E é aqui que a conversa fica mais profunda. A ideia não é aumentar o volume da cultura do cancelamento, mas questionar a necessidade de dar influencia a pessoas que se mantém presos a essas fórmulas antigas e reconsiderar o seu papel em um contexto como o atual. "Aos que insistirem nas velhas fórmulas de ostentação ou sem consistência, serão por muitos criticados e perderão suas métricas de sucesso. Assim, mediante nosso contexto atual, o papel do 'influenciador' assume um destaque de papel social, no qual exige maior responsabilidade com seus seguidores mediante ao que compartilha", diz Maria.

Aliás, por se manterem nesse lugar, Gabriela e outras influenciadoras que estavam na festa já estão sofrendo as consequências de seus atos perdendo patrocínios de marcas como Live-Up, Seara, Hope e Rappi.

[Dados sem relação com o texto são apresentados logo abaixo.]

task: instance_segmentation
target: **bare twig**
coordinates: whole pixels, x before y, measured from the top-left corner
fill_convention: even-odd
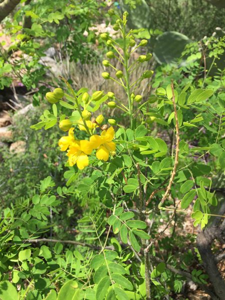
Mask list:
[[[172,104],[174,104],[174,110],[175,115],[175,120],[176,122],[176,152],[175,154],[175,161],[174,163],[174,168],[172,169],[172,173],[171,174],[170,178],[170,179],[169,184],[168,186],[167,186],[166,190],[166,191],[165,194],[164,194],[160,204],[159,207],[161,206],[162,204],[164,203],[165,200],[166,199],[167,196],[170,190],[171,186],[172,186],[172,182],[174,182],[174,178],[175,177],[175,175],[176,174],[176,166],[178,164],[178,155],[179,155],[179,140],[180,140],[180,136],[179,136],[179,124],[178,122],[178,113],[176,112],[176,104],[175,102],[175,96],[174,94],[174,82],[172,80],[171,82],[171,88],[172,90]]]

Falando especificamente de Pugliesi, a sua conta no Instagram perdeu em torno de 150 mil seguidores desde o acontecido - e, no momento em que esta matéria foi publicada, o perfil foi retirado da internet.

E o impacto da influência?

Com isso, não dá para ignorar o impacto da influência e deixar de questionar o papel de pessoas de grande alcance em um momento como o que vivemos agora. Na Finlândia, por exemplo, a primeira-ministra Sanna Marin fechou uma parceria com influenciadores nas redes sociais para abrir um canal direto de informações confiáveis com as pessoas que, como ela bem sabia, não assistem TV ou leem os jornais com frequência.

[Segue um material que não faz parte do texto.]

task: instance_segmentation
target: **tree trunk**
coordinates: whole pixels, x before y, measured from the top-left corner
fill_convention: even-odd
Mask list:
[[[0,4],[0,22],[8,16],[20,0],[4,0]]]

Por aqui, enquanto vemos muitos influencers trabalhando, sim, pelo movimento #FiqueEmCasa e seguindo as orientações dos órgãos de saúde, vemos tantos outros de grande alcance desconsiderando completamente cada uma delas. É mais uma prova da desconsideração pelos outros e da falta de pensamento coletivo que vemos no Brasil.

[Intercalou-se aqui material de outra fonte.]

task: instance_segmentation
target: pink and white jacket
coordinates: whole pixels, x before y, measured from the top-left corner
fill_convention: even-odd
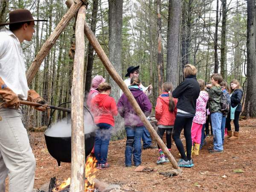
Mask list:
[[[198,98],[196,100],[195,116],[193,122],[203,125],[206,121],[206,105],[209,99],[208,93],[201,91]]]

"O impacto das ações pode ser desde uma visualização, sem desdobramentos, até mesmo desconforto emocional e comportamentos de risco aos seus seguidores", diz Maria. "Mediante a pandemia do COVID-19, muitas pessoas estão consumindo mais conteúdo das mídias sociais, seja para obter informação para se proteger ou mesmo como entretenimento. Ao se defrontar com conteúdos que provoquem desconforto emocional, ou sejam incoerentes para a realidade que estamos vivenciando, podem se desencadear reações de ataque a este influenciador de forma mais intensa".

Ou seja, não adianta usar apenas as estratégias de autopromoção que vimos até agora - e que saturaram muito o mercado. O momento é de um posicionamento responsável, com propósito, e que gere um relacionamento que, em tempos de mudança, incentive as pessoas a buscarem, juntas, uma solução.